P.S. The table is great, thank you.
@parkchamchi Thanks, I can confirm Depth Anything in ONNX format now works directly via the Unity app. 👌
However, performance-wise, there doesn't seem to be a noticeable change (still low FPS with massive drops on heavy models and low GPU/CPU usage)
Here's some tests I ran. Mostly Sentis, except _ONNX
are for onnxruntime checked in the options.
FPS CPU GPU RAM Build
Built-in MiDAS 100% 17% 31% 3900MB v0.10.0-beta 1
dpt_hybrid_384+CUDA 10 13% 54% 5000MB v0.10.0-beta 1
depth_anything_vits14+CUDA 15 14% 47% 4800MB v0.10.0-beta 1
depth_anything_vitb14+CUDA 8 9% 70% 5000MB v0.10.0-beta 1
depth_anything_vitl14+CUDA 5* 10% 85% 8300MB v0.10.0-beta 1
depth_anything_vitl14_ONNX 0.2 32% 0% 7000MB v0.10.0-beta 1
depth_anything_vitl14_ONNX+CUDA 8* 15% 50% 7000MB v0.10.0-beta 1
depth_anything_vitl14_ffpymq+CUDA 2 26% 70% 5300MB v0.10.0-beta 1
dpt_beit_large_512_ONNX+CUDA 8 15% 50% 7000MB v0.9.1
dpt_beit_large_512_ONNX+CUDA 8 15% 50% 7000MB v0.10.0-beta 1
*Constant spikes
Did you notice similar performance on BEiT/Depth Anything? I wonder if using run_video.py implemented optimizations for video performance. and what version of Python, CUDA, CUDNN and Torch do you use? someone brought up xformers which apparently isn't available on CUDA 11.7 so I wonder if implementing that and allowing CUDA upgrade would help squeeze a few extra frames 🤔
That run_video.py
file seems to behave identically to our script, inferring per frame. (See under while raw_video.isOpened():
.)
and what version of Python, CUDA, CUDNN and Torch do you use?

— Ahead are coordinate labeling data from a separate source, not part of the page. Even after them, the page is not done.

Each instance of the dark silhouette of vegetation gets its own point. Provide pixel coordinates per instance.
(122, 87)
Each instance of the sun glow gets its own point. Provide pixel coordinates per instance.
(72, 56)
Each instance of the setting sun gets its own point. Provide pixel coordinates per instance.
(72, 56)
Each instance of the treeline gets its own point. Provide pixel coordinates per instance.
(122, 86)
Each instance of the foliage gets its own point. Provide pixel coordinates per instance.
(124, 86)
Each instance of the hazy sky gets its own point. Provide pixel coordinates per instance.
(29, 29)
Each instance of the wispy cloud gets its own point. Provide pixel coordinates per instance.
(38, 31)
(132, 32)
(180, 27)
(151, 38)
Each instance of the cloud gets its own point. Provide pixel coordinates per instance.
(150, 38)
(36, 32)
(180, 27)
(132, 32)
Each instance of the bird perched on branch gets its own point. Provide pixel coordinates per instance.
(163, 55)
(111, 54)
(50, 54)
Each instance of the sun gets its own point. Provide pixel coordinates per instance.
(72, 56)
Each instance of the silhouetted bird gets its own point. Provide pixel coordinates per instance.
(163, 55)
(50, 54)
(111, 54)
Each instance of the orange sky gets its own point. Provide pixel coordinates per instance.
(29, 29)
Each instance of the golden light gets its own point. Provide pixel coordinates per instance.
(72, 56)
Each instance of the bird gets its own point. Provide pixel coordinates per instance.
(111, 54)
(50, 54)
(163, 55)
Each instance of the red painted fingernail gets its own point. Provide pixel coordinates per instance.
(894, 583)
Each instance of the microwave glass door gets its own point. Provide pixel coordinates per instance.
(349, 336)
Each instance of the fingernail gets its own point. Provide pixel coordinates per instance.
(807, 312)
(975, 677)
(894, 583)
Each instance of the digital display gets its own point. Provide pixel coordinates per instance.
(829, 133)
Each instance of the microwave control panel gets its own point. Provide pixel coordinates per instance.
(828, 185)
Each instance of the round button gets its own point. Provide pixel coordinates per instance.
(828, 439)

python 3.9.6, cuda v11.7, cudnn v8.3.1, torch 2.0.1+cu117
Higher version of python/torch would work with the existing scripts.
Hi, I'm getting really nice results with the large models, but performance is terrible (<1FPS) I'm currently running a RTX 2080 Ti that's barely getting any use. would GPU acceleration get significant performance boost? If so, could you please be more specific as to how to set up DepthViewer with CUDA/cuDNN? There's so many options I'm not sure what/how to install them exactly, or where to get it from.